Most studies on HSC aging have been carried out in mouse models, and have highlighted extrinsic and intrinsic factors affecting the function of HSCs. A recent study reveals that loss of autophagy in most HSCs from aged mice causes an activated metabolic state, which is associated with accelerated myeloid differentiation, and impairs HSC self-renewal activity and regenerative potential. In humans, much less information is available on the aged HSCs, due to the limited and challenging access to bone marrow samples of elderly humans, the niche of HSCs. Reduced transplantation success in patients receiving HSCs isolated from older (45 years and above) donor bone marrows indicates that human HSC regenerative capacity also declines with aging.

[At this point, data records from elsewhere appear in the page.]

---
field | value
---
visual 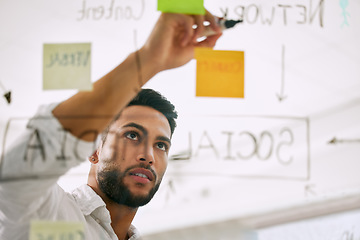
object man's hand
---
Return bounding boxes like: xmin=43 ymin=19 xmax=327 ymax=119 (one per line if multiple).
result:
xmin=140 ymin=11 xmax=222 ymax=73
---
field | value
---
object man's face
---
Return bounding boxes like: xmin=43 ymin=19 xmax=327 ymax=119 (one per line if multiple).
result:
xmin=97 ymin=106 xmax=171 ymax=207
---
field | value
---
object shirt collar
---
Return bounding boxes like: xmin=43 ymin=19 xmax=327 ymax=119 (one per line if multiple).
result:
xmin=72 ymin=184 xmax=111 ymax=223
xmin=71 ymin=184 xmax=141 ymax=240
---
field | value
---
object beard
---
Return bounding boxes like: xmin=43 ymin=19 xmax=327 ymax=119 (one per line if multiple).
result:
xmin=97 ymin=165 xmax=161 ymax=208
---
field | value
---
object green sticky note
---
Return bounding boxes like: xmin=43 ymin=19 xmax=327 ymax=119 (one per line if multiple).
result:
xmin=43 ymin=43 xmax=92 ymax=91
xmin=29 ymin=221 xmax=85 ymax=240
xmin=158 ymin=0 xmax=205 ymax=15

We performed here a comprehensive study of blood HPCs, as an alternative to bone marrow HSCs, to overcome the constraint of sample availability from elderly adults. Based on phenotypic analyses, in vitro T lymphocyte differentiation assays, and gene expression profiling of circulating HPCs from aged subjects, we demonstrate impaired lymphopoiesis and active cell cycling of HPCs with aging, and provide insights into their functional impairments. Our findings reveal that, while mobilized, elderly HPCs present evidence of cellular senescence and increased cell death by pyroptosis. Reduced telomere length and telomerase activity in old HPCs may affect the properties of their progeny, such as mature T lymphocytes. This pre-senescent profile is characteristic of the multiple intrinsic and extrinsic factors affecting HPCs in elderly individuals and represents a major obstacle in terms of immune reconstitution and efficacy with advanced age.
It's not nearly as complicated as this makes out. HSCs have a limited proliferative capability. And senescence is not a black and white thing. Yes at the extremes a senescent cell cannot divide. But cells exist in a continuum from young to old, and from fully functional to completely senescent. Most cells exist some where in-between. That's might take on this, anyways.
While bone marrow is active in pre-adults, in adults the bone marrow is not active in the large long bones of the body as far as I can tell from the limited papers I have read on the subject. It seems to me we should have active research effort to rejuvenate the bone marrow of the large long bones of adults as is going on in research circles for rejuvenation of the thymus gland. One might first try to find out if those having a very active lifestyle still have full or partial bone marrow activity in their adult populations. I am thinking of marathoners, soccer players and perhaps older basketball players. Perhaps with rejuvenation of the bone marrow of the large long bones of the body, we could also have reduction of osteoporosis, and maintenance of blood vessels and vessel endothelium of bones in older adults, as well as better maintained stem cell pools in the bone marrow and much better immunity in the elderly.